The Mobile Experience Determines Half Your Conversions

Your contact form must work perfectly on a phone because that's where most of your leads are filling it out.

Buttons need to be large enough to tap without zooming. Fields need to trigger the right keyboard: email fields should open the email keyboard with the @ symbol, phone fields should open the number pad. If someone has to manually switch keyboards or zoom in to hit a button, you're losing them.

Forms that work beautifully on desktop and break on mobile are common. Test your form on your own phone before you publish it. Fill it out yourself. If it feels awkward, it is awkward, and your visitors are abandoning it.

How Website Content Supports Your Contact Form

The content on the page leading up to your form determines whether anyone fills it out.

You can have the perfect form, but if the content above it hasn't built trust or made a clear case for why someone should contact you, the form just sits there. Your website content needs to answer the visitor's question, demonstrate you understand their situation, and make contacting you feel like the logical next step.

As an example, a services page that lists what you offer but doesn't explain how you help or who you help leaves visitors uncertain. They'll read it, think "okay, but is this person right for me?", and leave. A services page that speaks directly to first home buyers, self-employed borrowers, or refinancers and addresses their specific concerns naturally leads into "Let's talk about your situation" with a form right there.

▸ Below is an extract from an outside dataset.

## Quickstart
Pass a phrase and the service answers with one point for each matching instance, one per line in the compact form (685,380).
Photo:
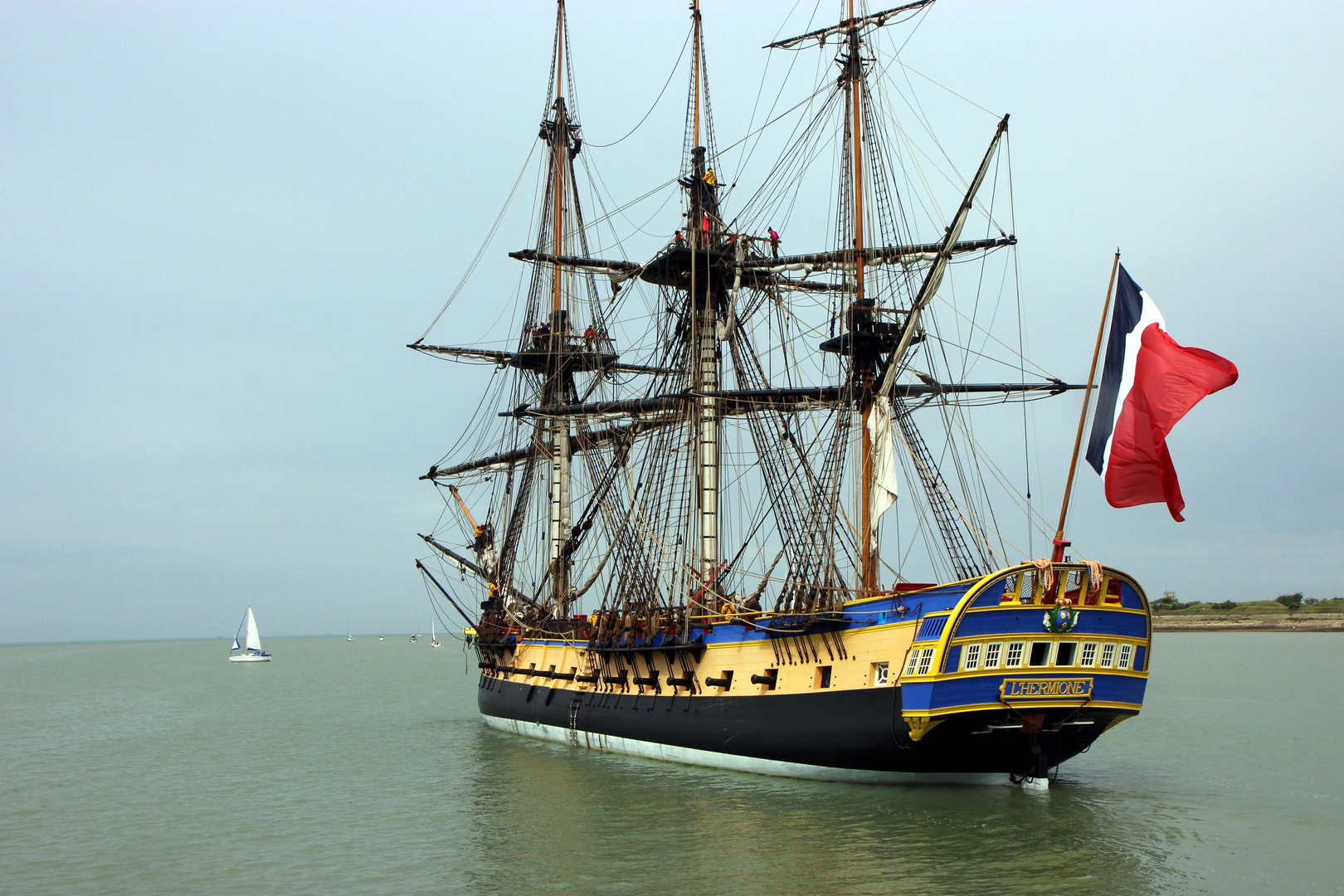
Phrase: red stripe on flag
(1170,379)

The surrounding content is doing the heavy lifting. The form is just the mechanism. Focus on both.

Your contact form isn't just a technical feature. It's the final step in a process you've built with every other part of your site. Get the form right, and everything else you've done pays off.

If your current website has a contact form that's too long, too vague, or buried three clicks deep, you're losing leads you've already earned. Book a free website discovery call with our team and we'll walk through exactly what's working and what's costing you enquiries.

Frequently Asked Questions

How many fields should a mortgage broker contact form have?

A high-converting contact form should have four fields: name, email, phone, and one open text field for their question or situation. Every additional field reduces your conversion rate because visitors haven't committed to working with you yet.

Where should contact forms appear on a broker website?

Contact forms should appear on every page, either embedded at the bottom of key pages or accessible via a sticky floating button. You should also have a dedicated contact page with the form prominently displayed alongside your phone number.

What should a contact form submit button say?

Your submit button should tell visitors what happens next, like "Book a Free Call" or "Get Your Free Assessment". Avoid generic labels like "Submit" because they don't clarify the commitment or next step.

What happens after someone submits a broker contact form?

After submission, show a confirmation message that explains what happens next and when they'll hear from you. Send an automated email confirming receipt with your name and photo, and consider providing a useful resource while they wait.

Why do mobile users abandon contact forms more often?

Mobile users abandon forms when buttons are too small to tap, fields don't trigger the correct keyboard, or the form requires zooming to complete. Test your form on a phone to ensure it works smoothly.